O bispo A Igreja Universal apresenta um quadro bem diferente. O Bispo Macedo é um líder carismático que não é personalista, e que soube criar uma instituição forte para encarnar a sua visão. Na área política, o líder da Universal é o deputado federal Bispo Rodrigues. Ele é talvez o evangélico com mais poder político no Brasil hoje. Como virtual líder partidário (os deputados da IURD agirão em conjunto quase como um “partido” de porte médio), sua voz terá que ser ouvida por todos os evangélicos. Vamos ouvi-la em duas entrevistas. 

Na Folha Universal de 13 de dezembro, Rodrigues escreve sobre a legião de candidatos evangélicos avulsos. “O que esses candidatos sem nenhuma representatividade fazem é atrapalhar... aqueles que teriam reais chances de serem eleitos... Os segmentos evangélicos lançam oficialmente seus candidatos, mas correndo por fora, extraliderança, aparecem outros candidatos, o que faz com que ninguém seja eleito”. A crítica é justa, mas o problema surge quando Rodrigues condena genericamente os candidatos “extraliderança”. Isso lembra outra frase dele, de que são “os líderes evangélicos que elegem os políticos”. Parece que, para ele, a forma legítima de participação evangélica é via candidatos escolhidos pelos líderes denominacionais. Isso excluiria a participação autônoma de leigos, motivados mais por um conceito maior do reino de Deus do que por interesses institucionais. 

Que fazer? O problema não é Caio ou a Universal; é uma crise de modelos. A intermediação evangélica com a vida pública deveria ser feita por instituições, não por indivíduos. Mas por instituições especializadas, dirigidas por pessoas que não representem interesses denominacionais corporativistas nem sejam líderes personalistas. O problema é que o mundo evangélico brasileiro se caracteriza, de um lado, por uma profusão de líderes personalistas fortes e instituições fracas, e do outro lado, por uma grande instituição forte e corporativista, a IURD. A política evangélica navega perigosamente entre líderes personalistas e instituições corporativistas. 

O caminho da maturidade política envolve a superação do personalismo (criando instituições densas, embasadas na consciência cidadã evangélica) e do corporativismo (separando o reino de Deus e a igreja institucional, e dando espaço para a liderança leiga especializada). Em termos concretos, no nível da intermediação entre comunidade evangélica e esfera pública, precisamos persistir na tentativa de criar uma entidade representativa séria e atuante; e no nível da política strictu sensu, precisamos de uma pluralidade de entidades mobilizadoras dos cidadãos evangélicos em torno de diversas compreensões da vontade de Deus para a política. Com ou sem crise do real, o Brasil todo será beneficiado. 
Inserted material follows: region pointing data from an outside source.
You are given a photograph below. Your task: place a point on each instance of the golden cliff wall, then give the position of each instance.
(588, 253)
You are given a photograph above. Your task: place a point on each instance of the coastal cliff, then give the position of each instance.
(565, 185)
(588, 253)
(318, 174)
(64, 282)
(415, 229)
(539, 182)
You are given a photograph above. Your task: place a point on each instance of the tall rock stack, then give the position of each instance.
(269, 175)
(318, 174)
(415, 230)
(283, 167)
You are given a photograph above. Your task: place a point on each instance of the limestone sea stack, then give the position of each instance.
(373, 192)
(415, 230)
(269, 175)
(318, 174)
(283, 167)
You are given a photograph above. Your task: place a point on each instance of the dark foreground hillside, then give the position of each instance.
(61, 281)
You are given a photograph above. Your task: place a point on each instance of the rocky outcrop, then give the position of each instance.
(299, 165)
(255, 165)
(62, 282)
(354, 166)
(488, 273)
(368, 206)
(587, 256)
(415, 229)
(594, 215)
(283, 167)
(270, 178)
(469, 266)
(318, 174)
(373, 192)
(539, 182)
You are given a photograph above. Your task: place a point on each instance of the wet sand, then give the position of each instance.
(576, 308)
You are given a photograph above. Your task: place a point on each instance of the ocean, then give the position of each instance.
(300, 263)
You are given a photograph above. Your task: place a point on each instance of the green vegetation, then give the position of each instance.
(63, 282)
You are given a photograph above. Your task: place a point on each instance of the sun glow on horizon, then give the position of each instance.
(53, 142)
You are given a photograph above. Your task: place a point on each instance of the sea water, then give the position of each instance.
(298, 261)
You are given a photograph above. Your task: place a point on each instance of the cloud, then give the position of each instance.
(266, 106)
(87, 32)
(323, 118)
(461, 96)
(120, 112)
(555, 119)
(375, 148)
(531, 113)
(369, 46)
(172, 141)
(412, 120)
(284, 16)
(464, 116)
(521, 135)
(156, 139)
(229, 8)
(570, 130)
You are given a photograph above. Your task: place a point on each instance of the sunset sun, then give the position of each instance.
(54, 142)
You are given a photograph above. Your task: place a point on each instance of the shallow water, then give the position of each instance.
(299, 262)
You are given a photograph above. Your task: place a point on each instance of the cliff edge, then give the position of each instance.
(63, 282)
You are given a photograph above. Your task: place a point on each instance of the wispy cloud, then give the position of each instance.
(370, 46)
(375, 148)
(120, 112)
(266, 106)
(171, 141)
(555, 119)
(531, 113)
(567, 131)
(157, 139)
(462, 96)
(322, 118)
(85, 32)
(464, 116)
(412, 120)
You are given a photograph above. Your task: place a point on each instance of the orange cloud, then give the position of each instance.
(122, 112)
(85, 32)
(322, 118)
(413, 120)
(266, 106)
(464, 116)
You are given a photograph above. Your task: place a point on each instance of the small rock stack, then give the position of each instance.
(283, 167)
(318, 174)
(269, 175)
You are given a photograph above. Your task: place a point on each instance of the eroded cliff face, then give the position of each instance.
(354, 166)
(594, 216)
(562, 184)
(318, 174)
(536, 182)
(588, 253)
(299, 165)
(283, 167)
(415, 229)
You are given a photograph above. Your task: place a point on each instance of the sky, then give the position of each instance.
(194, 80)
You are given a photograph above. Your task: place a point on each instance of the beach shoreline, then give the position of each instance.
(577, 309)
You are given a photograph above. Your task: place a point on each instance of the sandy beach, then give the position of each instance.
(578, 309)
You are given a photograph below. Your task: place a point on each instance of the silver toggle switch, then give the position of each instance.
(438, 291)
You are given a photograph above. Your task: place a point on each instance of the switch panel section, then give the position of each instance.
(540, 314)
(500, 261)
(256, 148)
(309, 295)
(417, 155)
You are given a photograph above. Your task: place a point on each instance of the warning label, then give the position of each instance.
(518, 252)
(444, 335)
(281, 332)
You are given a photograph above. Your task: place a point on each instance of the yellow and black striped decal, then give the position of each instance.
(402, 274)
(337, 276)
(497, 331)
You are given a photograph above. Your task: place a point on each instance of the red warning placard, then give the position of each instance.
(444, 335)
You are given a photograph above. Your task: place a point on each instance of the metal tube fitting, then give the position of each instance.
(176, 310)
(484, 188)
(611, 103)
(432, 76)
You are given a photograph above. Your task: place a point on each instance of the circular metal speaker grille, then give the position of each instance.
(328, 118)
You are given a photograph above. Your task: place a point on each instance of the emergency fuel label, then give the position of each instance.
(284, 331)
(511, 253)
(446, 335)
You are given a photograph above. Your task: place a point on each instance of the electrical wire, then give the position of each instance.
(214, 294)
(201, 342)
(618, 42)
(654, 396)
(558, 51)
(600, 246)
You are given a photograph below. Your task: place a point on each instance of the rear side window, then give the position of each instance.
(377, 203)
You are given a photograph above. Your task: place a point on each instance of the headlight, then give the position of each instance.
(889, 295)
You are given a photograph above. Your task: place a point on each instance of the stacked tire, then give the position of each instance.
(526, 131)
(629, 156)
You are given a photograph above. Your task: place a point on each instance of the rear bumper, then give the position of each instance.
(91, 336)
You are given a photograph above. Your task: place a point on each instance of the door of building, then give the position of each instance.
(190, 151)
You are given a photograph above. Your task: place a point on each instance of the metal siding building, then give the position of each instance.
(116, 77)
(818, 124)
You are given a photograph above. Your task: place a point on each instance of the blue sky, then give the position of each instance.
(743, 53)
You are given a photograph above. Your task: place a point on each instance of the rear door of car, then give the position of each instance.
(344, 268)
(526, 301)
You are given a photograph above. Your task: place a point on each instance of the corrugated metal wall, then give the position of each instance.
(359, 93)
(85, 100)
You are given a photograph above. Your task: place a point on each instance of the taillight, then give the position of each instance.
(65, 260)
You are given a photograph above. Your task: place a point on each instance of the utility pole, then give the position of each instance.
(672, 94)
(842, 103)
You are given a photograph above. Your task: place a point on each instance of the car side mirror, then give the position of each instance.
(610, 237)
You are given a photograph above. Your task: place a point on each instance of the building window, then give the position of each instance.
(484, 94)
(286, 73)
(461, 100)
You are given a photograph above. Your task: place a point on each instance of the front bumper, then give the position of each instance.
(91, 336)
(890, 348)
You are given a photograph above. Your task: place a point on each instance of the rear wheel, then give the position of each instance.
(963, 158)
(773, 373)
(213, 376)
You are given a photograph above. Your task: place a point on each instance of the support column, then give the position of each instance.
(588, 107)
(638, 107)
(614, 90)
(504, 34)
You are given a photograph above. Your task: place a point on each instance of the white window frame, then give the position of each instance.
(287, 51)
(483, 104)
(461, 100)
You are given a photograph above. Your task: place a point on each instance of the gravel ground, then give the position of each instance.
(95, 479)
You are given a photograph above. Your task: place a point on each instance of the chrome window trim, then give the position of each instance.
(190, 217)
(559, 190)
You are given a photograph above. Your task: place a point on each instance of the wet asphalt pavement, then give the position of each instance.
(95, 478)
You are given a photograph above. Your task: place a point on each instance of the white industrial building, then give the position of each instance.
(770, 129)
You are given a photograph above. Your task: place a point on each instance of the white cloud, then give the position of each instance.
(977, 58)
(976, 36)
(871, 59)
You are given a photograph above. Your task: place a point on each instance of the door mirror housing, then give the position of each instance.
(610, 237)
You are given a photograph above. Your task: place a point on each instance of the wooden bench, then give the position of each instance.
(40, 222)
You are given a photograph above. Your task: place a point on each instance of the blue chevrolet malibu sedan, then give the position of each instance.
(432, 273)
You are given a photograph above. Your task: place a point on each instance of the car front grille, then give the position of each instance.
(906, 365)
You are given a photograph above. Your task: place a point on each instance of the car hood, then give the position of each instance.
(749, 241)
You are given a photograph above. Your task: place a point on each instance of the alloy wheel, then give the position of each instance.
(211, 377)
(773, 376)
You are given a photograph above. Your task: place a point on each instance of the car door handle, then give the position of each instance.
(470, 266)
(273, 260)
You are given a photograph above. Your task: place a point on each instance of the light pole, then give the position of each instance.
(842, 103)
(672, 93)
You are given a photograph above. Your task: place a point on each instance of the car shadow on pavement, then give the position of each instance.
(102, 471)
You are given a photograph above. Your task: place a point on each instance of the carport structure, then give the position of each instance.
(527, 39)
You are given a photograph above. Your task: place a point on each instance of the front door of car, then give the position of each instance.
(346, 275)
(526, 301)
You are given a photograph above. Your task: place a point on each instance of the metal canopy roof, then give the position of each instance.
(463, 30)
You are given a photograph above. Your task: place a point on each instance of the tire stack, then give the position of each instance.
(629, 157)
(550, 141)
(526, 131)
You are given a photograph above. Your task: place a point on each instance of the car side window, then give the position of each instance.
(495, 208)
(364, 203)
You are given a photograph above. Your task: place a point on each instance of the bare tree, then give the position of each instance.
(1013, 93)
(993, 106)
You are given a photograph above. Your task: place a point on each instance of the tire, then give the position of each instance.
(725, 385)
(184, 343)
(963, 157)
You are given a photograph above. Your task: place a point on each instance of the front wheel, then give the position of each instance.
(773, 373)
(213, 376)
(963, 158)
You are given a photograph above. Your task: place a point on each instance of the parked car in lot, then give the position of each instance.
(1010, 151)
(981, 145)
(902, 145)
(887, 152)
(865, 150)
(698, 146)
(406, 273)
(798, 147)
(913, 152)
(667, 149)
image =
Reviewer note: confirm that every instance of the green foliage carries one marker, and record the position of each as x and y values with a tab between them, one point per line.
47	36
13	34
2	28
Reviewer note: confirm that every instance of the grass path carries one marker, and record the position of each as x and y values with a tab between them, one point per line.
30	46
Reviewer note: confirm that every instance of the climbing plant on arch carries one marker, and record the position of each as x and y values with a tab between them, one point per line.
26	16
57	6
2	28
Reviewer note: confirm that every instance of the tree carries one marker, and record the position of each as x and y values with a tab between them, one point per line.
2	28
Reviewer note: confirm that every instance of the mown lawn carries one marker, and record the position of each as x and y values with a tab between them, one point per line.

Fonte: Paul Freston é professor de sociologia na Universidade Federal de São Carlos, SP. É autor de Evangélicos na política brasileira (Encontro Editora) e Fé Bíblica e crise brasileira (ABU Editora), entre outros. Revista Ultimato de março-abril de 1999.

Meu Comentário: Esse texto foi escrito há 18 anos atrás pelo Paulo Freston, e apesar do Caio Fábio ter ficado irritado com o escrito, acredito que o autor acertou na mosca quando fala dos modelos de liderança evangélica personificados em Caio Fábio e Edir Macedo.

Esse mês Caio foi preso (dia 24/05) e solto ontem (dia 27/05), em decorrência do processo do Dossiê Cayman que ocorreu em 1998, há 19 anos atrás. Creio que Deus que deu perdão e restauração e lhe concedeu um novo recomeço, mas como Davi, as consequências dos erros passados são inevitáveis.